The basal vitamin E concentration was similar in group T and group C (1.03 ± 1.0 vs 1.09 ± 1.5, P = .97). On day 15, the vitamin E concentration was higher in group T than group C, but the difference was not significant (1.52 ± 0.7 vs 1.20 ± 1.5, P = .27). On day 28, the vitamin E concentration was significantly higher in group T than group C (1.71 ± 1.1 vs 1.37 ± 1.5, P = .05). In addition, there was no significant difference in calorie intake (130 ± 10 kcal in group C and 127 ± 18.4 kcal in group T, P = .18).

3.3. Oxidative stress markers

In terms of oxidative damage, group T showed a significant decrease as compared to group C. TAC was higher in group T than in group C (P < .05) (Fig. 2).

Figure 2.

Figure 2

Total antioxidant capacity (TAC) comparison between group T and C. Data are expressed as mean ± standard deviation (SD).

Lipohydroperoxide (LHP) formation was lower, approximately 76.3% in group T (P < .0001) than in group C, as shown in Figure 3.

Figure 3.

Figure 3

Concentration of Lipohydroperoxide. The generation of lipohydroperoxide (LHP) was 4.2 times higher in group C as compared with group T. Data are expressed as mean ± standard deviation (SD).

The production of a highly reactive MDA molecule, a consequence of the breakdown of LHP during the lipoperoxidation process, is 53.3% lower (P < .0001) in group T than in group C (Fig. 4).

Figure 4.

Figure 4

Concentration of malondialdehyde. The malondialdehyde (MDA) concentration was significantly higher in group C as compared with that in group T. Data are expressed as mean ± standard deviation (SD).

MDA generation is associated with protein injury, favoring new carbonyl formation groups (carbonylation) in the protein molecules.

Figure 5 shows a significant decrease (P < .001) in protein carbonylation in group T (2.87 ± 0.93 nmol DNPH/mg protein) as compared with that in group C (3.96 ± 1.32 nmol DNPH/mg protein).

Figure 5.

Figure 5

Protein carbonylation values. Carbonylation was significantly lower in group T than in group C. Data are expressed as mean ± standard deviation (SD).

4. Discussion

This study is the first to report the efficacy of vitamin E in ROP prevention among Mexican VLBW infants. The results showed that oral supplementation of 12.5 IU of vitamin E every 12 h, free of polyethylene glycol, propylene glycol, ethanol, or polysorbate 80, from 72 h after birth until 28 days of age in VLBW infants with RDS was effective in preventing ROP. They also revealed a significant decrease in carbonylation and lipid peroxidation (i.e., oxidative damage markers), as well as higher TAC in VLBW infants supplemented with vitamin E.

Emerging evidence suggests that lung and retinal injury that leads to broncho pulmonary dysplasia and ROP occur within hours to a few days after delivery.[28] During pregnancy, placental transfer of vitamin E into the fetus is limited,[29,30] and antioxidant enzymes are expressed at high concentrations only at the end of gestation, in preparation for the relatively hyperoxic extrauterine environment.[1,5] In premature newborns, antioxidant defenses are not appropriately expressed, and vitamin E is a good alternative to protect against peroxidation.[30] As a lipophilic compound, vitamin E accumulates in circulating lipoproteins, cell membranes, and fatty deposits, and it reacts with free radicals and molecular oxygen.

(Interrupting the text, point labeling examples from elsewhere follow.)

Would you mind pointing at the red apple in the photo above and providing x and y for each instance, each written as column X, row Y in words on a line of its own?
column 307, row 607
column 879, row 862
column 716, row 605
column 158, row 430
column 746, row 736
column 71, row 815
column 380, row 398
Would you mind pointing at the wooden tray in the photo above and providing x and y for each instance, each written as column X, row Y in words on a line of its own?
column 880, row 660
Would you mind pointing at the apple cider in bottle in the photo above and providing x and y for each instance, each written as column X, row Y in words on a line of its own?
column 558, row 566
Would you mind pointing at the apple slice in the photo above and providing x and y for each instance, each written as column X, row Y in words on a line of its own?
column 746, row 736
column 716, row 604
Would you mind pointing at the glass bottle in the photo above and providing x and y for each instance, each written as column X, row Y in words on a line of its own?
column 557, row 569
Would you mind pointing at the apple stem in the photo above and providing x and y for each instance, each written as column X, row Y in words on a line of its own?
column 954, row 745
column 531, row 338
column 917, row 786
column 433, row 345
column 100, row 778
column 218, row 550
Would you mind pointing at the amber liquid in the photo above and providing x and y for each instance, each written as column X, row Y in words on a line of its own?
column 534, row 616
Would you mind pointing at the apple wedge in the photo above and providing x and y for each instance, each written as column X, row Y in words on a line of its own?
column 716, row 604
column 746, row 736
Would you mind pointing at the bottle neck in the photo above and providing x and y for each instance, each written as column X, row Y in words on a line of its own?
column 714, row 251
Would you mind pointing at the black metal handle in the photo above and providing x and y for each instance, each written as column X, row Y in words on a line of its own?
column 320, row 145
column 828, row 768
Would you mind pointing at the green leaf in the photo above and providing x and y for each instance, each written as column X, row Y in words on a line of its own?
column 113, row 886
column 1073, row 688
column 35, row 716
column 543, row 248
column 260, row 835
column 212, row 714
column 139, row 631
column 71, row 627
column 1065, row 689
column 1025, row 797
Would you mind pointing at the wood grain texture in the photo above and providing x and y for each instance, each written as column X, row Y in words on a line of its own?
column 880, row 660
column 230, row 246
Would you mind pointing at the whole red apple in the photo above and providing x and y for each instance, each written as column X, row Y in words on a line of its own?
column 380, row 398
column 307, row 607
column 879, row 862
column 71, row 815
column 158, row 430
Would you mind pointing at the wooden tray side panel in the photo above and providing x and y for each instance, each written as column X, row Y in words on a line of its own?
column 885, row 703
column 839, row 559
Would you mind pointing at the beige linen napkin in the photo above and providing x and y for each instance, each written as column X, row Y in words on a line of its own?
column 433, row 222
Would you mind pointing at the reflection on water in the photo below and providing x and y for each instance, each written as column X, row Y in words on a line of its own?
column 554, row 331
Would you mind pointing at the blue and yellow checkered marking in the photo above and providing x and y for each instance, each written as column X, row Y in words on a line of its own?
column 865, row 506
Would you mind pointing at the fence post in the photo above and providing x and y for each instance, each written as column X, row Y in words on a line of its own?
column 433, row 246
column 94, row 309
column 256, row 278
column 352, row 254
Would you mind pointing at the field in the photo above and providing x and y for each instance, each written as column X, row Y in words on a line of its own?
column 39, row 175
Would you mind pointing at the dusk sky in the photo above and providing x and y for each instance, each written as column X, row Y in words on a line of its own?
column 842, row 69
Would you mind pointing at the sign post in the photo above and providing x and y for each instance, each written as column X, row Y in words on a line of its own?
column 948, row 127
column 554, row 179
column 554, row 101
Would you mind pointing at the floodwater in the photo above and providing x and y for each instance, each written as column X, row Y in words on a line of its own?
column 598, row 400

Vit E protects polyunsaturated fatty acids from peroxidation.[30,31] Lipoperoxidation has been proposed as a crucial step in the pathogenesis of ROP, as the retina contains elevated levels of polyunsaturated fatty acids, such as docosahexaenoic acid and cis-arachidonic acid.[32,33] In addition to increased lipoperoxidation, protein changes may affect retinal functionality because of the consequences of oxidative damage.[28]

Results reported here demonstrate the antioxidant efficacy of supplementation with vitamin E in VLBW infants, resulting in a significant decrease in all oxidative stress biomarkers measured after 15 and 28 days of vitamin E supplementation.

In the present study, there was no statistically significant difference in the basal concentrations of vitamin E between groups, which could be attributed to similar concentrations at birth, and that participants in both groups received vitamin E (7.5 IU) as parenteral nutrition from 12 to 24 h of life.

The concentrations of vitamin E administered in the present study are considered in normal ranges, according to the American Academy of Pediatrics.[6] After 15 days of treatment, there were still no differences in serum vitamin E concentrations. Only after 28 days of treatment did the concentration significantly increase in the treated group, although the serum vitamin E concentrations did not exceed 3.5 mg/dL. The low levels of vitamin E can be attributed to poor oral absorption due to immaturity of the digestive tract, resulting in poor fat absorption in premature neonates.[34] The low levels found in this study also can be attributable to the preparation of solutions. Previous research reported that vitamin E supplementation increased levels (>3.5 mg/dL) and could possibly reduce the risk of severe ROP but increase the risk of sepsis,[18] our results avoiding potentially dangerous solvents decrease the potential toxicity of commercial vitamin E preparations.

In the present study, supplementation with vitamin E was not sufficient to prevent BPD, similar to findings reported by Brion et al.[11] We found no evidence of complications associated with sepsis or necrotizing enterocolitis. These findings agree with a previous study that examined the efficacy of vitamin E in preventing ROP, as well as the safety of vitamin E supplementation in 287 newborns <1,500 g (adjusted to plasma levels of 3 to 3.5 mg/dL),[33] and with a recent meta-analysis showing that the risk of any/severe ROP was significantly reduced with vitamin E (RR 0.30, 95% CI 0.14–0.62).[35]

In the present study, there were six intrahepatic cholestasis cases (three per group), which could be associated with parenteral nutrition.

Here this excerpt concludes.